Although there was support for the ideology of offering treatment to the young people, this same ideology received significant criticism from the very beginning. The main issue of controversy was that there was a significant lack of proportionality existing between the crimes and their related consequences. Following that the consequences were mainly focused on the individual person and not the crime itself, the whole issue stirred a lot of controversy among the critics in the way inhumane and unjust decisions used to be made. It was also proposed that the treatment was not sufficient and the thinkers under this reasoning suggested that it was very humiliating for an individual to be locked in such facilities and institutions despite the name given to this form of treatment. It indicated that there was an involuntary deprivation of the crucial freedom which was needed by any civilian. As a result, the issue of force locking individuals came into the limelight in 1960s and positive results were only expected only if the person receiving the treatment was motivated by the same (Goran, Sonia, 2005, p.70). This path of thinking brought about the opposition of the desire of placing individuals in institutions or in forced care facilities in 1970s and after a lot of debate the youth prisons were finally abolished. The youth welfare would then be based on the voluntary commitment from 1982 and beyond according to the Social Services Act.

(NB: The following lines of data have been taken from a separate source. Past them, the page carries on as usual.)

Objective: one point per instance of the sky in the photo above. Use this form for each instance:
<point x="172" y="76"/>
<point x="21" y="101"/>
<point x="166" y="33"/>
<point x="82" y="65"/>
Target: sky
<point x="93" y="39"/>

The general functioning of the modern judicial system in Sweden is based on the legality principle which implies that the police and other allied agencies in the justice system have an obligation to intervene where there are fulfillment of the legal criteria which serve to define criminal acts. Although, the justice system should intervene in matters relating to legal principles, the Swedish system allows for a lot of exceptions to such provisions. As is the case with other countries, the Swedish justice system offers the police significant discretionary power and the moment the police realize that a minor offence has been committed; their effort is restricted to the order to desist or cease (Pred, 2000, p.18). The police have the powers to direct young offenders in repairing the caused damage due to their acts of crime according the legislations.
In Swedish system, the police have the right to discover, investigate and prevent crimes and in cases where the crime has been reported already, it is the role of the police is to investigate and find answers on who committed the crime. As a consequence, compared to other Western states like Europe and US, the Swedish police have a relatively low rate of clearing crimes committed by both the juveniles and the adults (Petterson, 2009).
Most states have judicial systems which respect the nature of children and the youth and attempt to make a clear distinction from the adult justice systems. It is therefore important for the court to treat the children and the youth not as small adults but according to their nature in order to grow them to become responsible citizens.